Apache Iceberg is a high-performance open source format for massive analytic tables, facilitating the use of SQL tables for big data and the safe integration of those tables with engines like Apache Spark, Trino, Flink, Presto, Hive and Impala.
In addition to its open table format specification, Iceberg also comprises a set of APIs and libraries that enable storage engines, query engines and execution engines to smoothly interact with tables following that format.
The Iceberg table format has become an integral part of the big data ecosystem, largely due to its ability to provide functions typically not available with other table formats. Using a host of metadata kept on each table, Iceberg allows for schema evolution, partition evolution and table version rollback without the need for costly table rewrites or table migration. It is fully storage-system agnostic, with support for multiple data sources and no file system dependencies.

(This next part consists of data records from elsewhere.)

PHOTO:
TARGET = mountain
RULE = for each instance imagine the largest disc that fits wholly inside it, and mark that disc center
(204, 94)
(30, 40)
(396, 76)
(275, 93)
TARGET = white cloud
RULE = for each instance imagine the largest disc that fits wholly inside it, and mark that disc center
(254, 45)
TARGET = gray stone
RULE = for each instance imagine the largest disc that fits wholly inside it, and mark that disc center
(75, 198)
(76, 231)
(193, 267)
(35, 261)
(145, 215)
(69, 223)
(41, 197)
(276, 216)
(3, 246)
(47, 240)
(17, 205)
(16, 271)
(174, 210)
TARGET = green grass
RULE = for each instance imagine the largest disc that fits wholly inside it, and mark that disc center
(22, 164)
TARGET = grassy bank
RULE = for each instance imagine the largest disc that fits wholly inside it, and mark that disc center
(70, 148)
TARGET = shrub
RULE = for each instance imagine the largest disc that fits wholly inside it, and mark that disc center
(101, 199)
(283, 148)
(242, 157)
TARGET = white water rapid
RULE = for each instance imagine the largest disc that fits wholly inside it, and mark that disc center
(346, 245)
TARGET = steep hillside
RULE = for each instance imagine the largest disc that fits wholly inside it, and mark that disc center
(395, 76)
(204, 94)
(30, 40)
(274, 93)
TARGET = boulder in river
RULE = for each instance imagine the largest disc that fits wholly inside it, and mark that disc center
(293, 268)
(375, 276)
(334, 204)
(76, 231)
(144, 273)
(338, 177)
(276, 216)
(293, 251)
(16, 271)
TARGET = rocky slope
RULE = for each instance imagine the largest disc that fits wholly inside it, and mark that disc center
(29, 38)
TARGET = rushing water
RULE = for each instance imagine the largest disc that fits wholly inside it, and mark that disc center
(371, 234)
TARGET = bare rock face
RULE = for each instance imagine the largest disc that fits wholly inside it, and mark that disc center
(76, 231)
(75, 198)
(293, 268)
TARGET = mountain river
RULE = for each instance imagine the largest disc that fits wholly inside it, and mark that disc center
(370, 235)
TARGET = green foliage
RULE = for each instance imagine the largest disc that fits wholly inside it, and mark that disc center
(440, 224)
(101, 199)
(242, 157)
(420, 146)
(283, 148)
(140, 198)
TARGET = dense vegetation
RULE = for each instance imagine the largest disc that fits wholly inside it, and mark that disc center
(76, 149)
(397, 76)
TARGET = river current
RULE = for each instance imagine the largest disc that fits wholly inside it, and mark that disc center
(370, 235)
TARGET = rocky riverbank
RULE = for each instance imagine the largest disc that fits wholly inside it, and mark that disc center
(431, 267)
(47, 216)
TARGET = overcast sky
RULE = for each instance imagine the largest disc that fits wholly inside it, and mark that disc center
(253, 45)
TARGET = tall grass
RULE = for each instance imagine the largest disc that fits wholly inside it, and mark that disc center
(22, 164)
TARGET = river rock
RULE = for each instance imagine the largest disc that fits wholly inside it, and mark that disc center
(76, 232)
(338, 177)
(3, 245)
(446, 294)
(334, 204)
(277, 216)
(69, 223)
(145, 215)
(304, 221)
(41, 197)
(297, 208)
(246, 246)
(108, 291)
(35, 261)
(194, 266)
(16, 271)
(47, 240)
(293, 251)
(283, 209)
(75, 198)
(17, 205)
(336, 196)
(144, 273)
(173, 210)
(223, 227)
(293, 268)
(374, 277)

Originally created by data engineers at Netflix and Apple in 2017 to address the shortcomings of Apache Hive, Iceberg was made open source and donated to the Apache Software Foundation the following year. It became a top-level Apache project in 2020.
Apache Iceberg’s speed, efficiency, reliability and overall user-friendliness helps to simplify and coordinate data processing at any scale. These strengths have made it a table format of choice for a number of leading data warehouses, data lakes and data lakehouses, including IBM watsonx.data®, Netezza® and Db2® warehouse.
Iceberg is one of few open source table formats that enables ACID transactions: data exchanges that preserve accuracy by guaranteeing atomicity, consistency, isolation and durability.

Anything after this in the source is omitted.